If you can't measure it, you can't manage it. Some may argue that there are exceptions to this truism, but backup/recovery is not one of them. While there is certainly a growing effort toward measuring backup success rates, this metric alone is not sufficient to signify a healthy backup environment. While success rate is one important risk indicator, additional risk metrics, along with other efficiency and service-level metrics, are necessary to build a true picture of backup health. Here are a few more metrics to consider:

1. Partial backup completion -- These should be regarded as failures until their cause is understood, but in many environments, partials are counted as successes or simply not reported.

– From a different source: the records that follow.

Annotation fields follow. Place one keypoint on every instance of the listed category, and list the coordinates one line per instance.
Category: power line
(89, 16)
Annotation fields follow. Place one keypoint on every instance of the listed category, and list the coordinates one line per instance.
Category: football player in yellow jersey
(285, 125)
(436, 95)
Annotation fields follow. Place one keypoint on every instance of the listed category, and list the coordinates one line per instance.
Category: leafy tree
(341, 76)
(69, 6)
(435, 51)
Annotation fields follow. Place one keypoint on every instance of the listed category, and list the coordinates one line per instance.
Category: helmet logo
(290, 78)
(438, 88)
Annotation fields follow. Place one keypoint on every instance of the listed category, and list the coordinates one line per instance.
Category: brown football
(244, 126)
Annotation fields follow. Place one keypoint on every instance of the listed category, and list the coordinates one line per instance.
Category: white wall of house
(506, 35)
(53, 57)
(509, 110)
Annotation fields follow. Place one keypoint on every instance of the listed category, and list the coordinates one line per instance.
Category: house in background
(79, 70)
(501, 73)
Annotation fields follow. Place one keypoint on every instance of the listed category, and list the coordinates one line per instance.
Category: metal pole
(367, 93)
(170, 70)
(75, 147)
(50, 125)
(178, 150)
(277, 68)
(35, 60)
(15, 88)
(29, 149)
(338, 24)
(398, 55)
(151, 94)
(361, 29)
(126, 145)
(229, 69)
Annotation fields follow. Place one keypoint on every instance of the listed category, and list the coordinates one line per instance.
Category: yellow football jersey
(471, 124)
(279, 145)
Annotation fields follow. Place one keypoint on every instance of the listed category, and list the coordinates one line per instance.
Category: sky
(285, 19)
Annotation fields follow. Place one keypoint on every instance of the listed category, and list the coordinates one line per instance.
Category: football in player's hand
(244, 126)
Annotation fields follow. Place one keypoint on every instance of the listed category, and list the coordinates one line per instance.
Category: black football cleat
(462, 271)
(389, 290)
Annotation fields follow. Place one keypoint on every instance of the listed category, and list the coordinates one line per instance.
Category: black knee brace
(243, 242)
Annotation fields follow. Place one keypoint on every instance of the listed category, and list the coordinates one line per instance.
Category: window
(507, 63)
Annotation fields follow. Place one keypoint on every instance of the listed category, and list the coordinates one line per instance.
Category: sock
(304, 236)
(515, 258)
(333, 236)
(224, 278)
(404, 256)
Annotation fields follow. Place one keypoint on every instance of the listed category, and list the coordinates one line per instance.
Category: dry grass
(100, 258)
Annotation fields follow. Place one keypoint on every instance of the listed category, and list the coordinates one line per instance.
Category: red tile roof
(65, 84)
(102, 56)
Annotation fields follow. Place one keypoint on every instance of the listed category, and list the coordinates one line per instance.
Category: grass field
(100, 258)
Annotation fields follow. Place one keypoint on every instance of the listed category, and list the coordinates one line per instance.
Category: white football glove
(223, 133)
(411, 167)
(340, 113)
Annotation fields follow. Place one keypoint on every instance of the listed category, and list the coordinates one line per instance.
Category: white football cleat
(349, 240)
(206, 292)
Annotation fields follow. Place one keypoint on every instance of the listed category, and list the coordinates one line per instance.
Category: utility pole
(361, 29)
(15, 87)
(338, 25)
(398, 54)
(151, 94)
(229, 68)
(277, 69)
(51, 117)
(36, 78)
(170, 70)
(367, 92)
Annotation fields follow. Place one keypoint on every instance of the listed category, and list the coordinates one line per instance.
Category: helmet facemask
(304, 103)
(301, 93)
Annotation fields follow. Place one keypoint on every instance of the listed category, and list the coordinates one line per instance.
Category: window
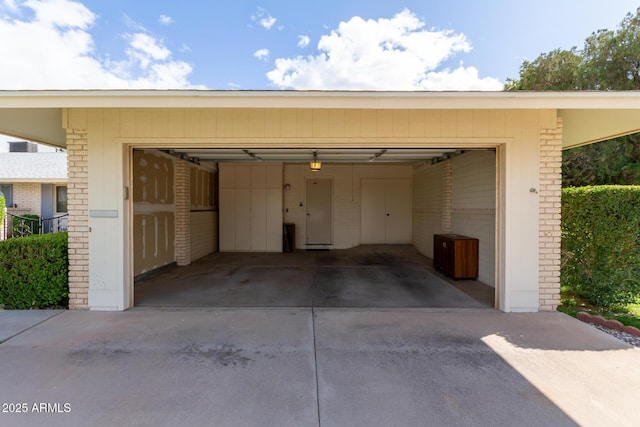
(7, 193)
(61, 199)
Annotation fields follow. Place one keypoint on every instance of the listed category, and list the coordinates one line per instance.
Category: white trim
(318, 99)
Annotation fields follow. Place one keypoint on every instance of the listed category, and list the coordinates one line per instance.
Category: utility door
(319, 211)
(386, 211)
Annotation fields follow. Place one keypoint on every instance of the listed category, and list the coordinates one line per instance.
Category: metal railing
(23, 226)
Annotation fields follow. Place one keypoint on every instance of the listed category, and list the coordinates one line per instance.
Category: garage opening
(312, 227)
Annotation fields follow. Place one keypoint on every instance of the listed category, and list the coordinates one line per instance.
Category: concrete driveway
(311, 367)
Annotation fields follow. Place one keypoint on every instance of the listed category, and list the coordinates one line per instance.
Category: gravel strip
(628, 338)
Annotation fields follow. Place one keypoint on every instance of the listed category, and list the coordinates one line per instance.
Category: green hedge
(33, 272)
(2, 206)
(25, 225)
(601, 243)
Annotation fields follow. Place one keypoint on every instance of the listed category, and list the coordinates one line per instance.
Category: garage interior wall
(204, 212)
(250, 207)
(347, 211)
(458, 196)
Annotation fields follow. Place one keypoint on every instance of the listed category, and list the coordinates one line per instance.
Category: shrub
(33, 272)
(25, 225)
(601, 243)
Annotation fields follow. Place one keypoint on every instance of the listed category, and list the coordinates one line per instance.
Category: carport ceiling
(329, 155)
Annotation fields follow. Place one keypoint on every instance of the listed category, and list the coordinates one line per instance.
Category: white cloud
(58, 39)
(165, 20)
(387, 54)
(303, 41)
(263, 18)
(9, 4)
(262, 54)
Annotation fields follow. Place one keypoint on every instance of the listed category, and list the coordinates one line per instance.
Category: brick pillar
(183, 213)
(78, 209)
(447, 198)
(550, 214)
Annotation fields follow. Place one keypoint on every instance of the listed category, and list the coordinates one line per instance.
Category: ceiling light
(315, 165)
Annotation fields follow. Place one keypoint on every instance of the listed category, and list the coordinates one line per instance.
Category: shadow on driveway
(310, 367)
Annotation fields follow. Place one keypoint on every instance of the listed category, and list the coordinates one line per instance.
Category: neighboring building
(161, 177)
(34, 183)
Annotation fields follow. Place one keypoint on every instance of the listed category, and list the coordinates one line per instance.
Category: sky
(276, 45)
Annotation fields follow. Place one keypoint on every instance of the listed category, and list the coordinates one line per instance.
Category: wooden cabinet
(455, 255)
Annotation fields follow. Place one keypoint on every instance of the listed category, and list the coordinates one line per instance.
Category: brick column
(78, 209)
(447, 196)
(550, 214)
(183, 213)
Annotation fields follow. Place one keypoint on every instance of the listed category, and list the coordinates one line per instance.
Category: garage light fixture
(315, 166)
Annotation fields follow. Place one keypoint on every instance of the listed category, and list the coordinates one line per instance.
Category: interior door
(398, 211)
(386, 211)
(319, 211)
(373, 218)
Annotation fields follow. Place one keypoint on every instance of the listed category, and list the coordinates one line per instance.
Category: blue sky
(329, 44)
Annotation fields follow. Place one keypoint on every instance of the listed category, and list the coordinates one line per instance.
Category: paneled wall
(473, 205)
(250, 207)
(347, 209)
(427, 206)
(472, 210)
(153, 211)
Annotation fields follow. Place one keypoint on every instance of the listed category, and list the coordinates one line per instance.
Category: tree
(609, 60)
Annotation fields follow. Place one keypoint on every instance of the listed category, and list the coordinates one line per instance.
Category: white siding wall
(346, 197)
(473, 205)
(427, 207)
(204, 238)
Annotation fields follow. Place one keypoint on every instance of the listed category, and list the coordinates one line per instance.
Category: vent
(23, 147)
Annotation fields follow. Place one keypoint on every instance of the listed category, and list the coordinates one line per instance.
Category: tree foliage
(609, 60)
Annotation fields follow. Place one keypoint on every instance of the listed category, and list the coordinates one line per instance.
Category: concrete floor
(316, 367)
(370, 276)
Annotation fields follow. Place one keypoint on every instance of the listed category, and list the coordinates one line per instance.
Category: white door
(398, 215)
(373, 218)
(386, 211)
(319, 212)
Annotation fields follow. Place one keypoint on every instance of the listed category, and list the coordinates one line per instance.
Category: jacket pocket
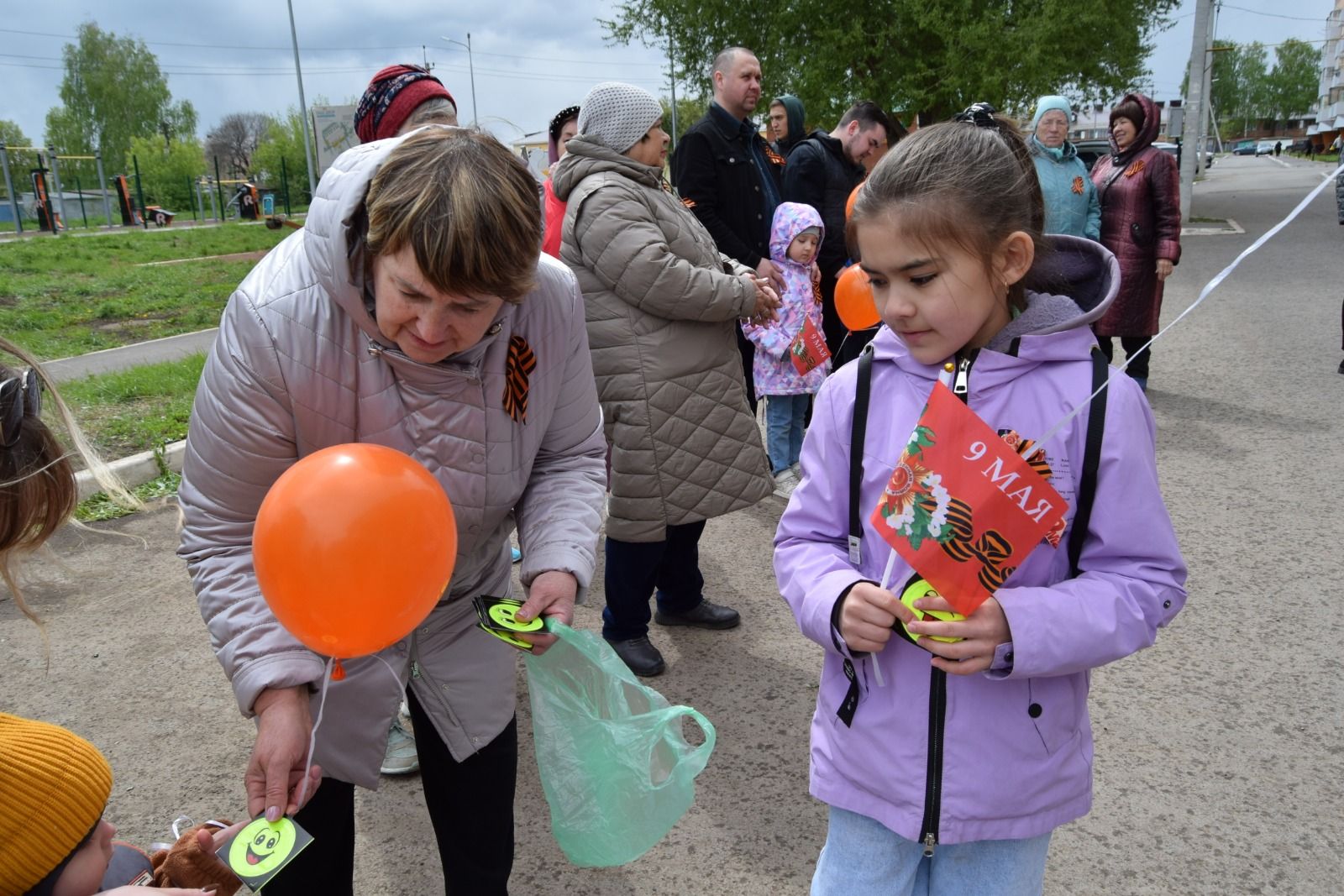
(1142, 235)
(1053, 708)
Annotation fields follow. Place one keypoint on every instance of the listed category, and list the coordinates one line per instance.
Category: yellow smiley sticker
(261, 848)
(921, 589)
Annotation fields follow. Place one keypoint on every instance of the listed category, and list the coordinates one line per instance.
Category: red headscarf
(390, 100)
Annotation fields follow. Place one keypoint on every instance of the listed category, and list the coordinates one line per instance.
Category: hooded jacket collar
(588, 157)
(1055, 154)
(1068, 288)
(792, 219)
(333, 244)
(1147, 132)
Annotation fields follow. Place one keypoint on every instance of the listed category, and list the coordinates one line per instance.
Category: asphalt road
(1220, 765)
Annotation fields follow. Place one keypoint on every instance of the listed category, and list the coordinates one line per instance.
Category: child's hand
(980, 634)
(867, 616)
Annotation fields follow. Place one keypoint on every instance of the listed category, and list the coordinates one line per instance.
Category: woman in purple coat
(1140, 223)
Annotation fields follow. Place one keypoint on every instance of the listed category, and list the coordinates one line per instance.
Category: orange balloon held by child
(853, 300)
(354, 546)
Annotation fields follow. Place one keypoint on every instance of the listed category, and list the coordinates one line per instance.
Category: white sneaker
(401, 758)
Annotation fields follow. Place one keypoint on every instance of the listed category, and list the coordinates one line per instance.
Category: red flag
(808, 349)
(963, 506)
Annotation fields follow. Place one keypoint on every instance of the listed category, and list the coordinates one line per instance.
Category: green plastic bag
(615, 766)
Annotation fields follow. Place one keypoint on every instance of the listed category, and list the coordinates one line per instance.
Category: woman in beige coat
(390, 320)
(660, 302)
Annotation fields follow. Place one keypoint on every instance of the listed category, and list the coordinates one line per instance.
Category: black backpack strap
(857, 437)
(1092, 459)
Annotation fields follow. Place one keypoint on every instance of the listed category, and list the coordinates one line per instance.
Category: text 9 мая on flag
(963, 506)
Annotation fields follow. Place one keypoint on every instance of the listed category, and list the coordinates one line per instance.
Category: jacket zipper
(938, 689)
(417, 673)
(933, 777)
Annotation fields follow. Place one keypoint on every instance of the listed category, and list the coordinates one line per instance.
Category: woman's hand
(980, 634)
(867, 616)
(766, 300)
(551, 595)
(276, 768)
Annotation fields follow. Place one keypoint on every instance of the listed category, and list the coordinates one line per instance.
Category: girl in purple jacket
(948, 765)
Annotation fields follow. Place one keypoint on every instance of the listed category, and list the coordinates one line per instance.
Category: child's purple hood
(792, 219)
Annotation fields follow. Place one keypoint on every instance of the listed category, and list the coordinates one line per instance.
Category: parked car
(1089, 150)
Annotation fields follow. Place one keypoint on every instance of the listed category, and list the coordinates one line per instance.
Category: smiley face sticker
(262, 848)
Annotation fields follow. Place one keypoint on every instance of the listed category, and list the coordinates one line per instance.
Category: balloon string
(1209, 288)
(322, 705)
(312, 738)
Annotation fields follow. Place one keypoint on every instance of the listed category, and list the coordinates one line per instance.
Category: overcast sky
(531, 58)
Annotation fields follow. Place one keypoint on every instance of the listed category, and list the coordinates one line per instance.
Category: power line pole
(1194, 116)
(302, 107)
(1209, 87)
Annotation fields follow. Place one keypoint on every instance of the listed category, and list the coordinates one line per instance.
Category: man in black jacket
(730, 177)
(823, 170)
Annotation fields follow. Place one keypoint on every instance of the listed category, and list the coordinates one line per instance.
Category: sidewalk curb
(134, 470)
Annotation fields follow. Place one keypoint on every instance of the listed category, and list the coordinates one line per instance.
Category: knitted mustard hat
(54, 786)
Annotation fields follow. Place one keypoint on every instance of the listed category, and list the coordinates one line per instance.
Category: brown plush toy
(186, 864)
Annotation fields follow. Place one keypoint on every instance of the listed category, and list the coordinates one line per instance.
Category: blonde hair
(38, 490)
(468, 208)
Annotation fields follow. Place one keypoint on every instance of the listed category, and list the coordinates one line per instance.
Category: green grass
(100, 506)
(134, 410)
(69, 295)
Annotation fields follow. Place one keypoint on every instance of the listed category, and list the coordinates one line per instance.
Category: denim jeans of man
(633, 571)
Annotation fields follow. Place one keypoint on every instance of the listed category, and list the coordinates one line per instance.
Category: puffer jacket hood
(588, 157)
(1068, 288)
(1057, 154)
(797, 128)
(792, 219)
(1147, 132)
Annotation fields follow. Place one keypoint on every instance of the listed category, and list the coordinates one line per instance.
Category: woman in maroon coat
(1140, 223)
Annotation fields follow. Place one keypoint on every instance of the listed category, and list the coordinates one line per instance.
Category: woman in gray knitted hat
(660, 302)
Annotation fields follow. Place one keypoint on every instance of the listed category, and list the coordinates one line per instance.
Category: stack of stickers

The rationale is that some backup jobs include temporary files held open by applications and cannot be backed up successfully. But without a detailed investigation, it is impossible to know whether this is really the case. If the temporary files are truly benign, then they should be added to an "exclude" list to avoid nuisance messages. Logs and reports filled with messages about partial backups cloud the ability to identify real problems.

2. Consecutive backup failures -- It's problematic when a system backup fails in a single backup cycle, but it can be disastrous if subsequent backups of the same system fail repeatedly. This extends Recovery Point Objective metrics well beyond committed service levels and actually occurs more frequently than one might expect. A good reporting system should flag consecutive backup failures.

3. Media utilization -- This is an important efficiency metric that is often overlooked. Tape media is expensive and in many environments utilization is significantly below 70 percent. In one multipetabyte backup environment, we found that a 10 percent improvement in media utilization would translate into nearly US$400,000 of annual tape savings.

4. Tape drive performance -- Poor tape drive performance not only results in low-drive utilization but also increases risk of backup failure and reduces the usable life for both media and drive mechanics. Modern tape devices are capable of 40MB/sec. throughput and higher, yet actual performance rates of less than 10MB/sec. are commonly observed. Many environments are simply unaware of their dismal performance levels and exacerbate the problem by making future design and purchasing decisions based on unrealistic expectations.

Unfortunately, these metrics are not easily obtained through the reporting capabilities of traditional backup applications, but an investment in tools or services to produce this data might be a very good investment.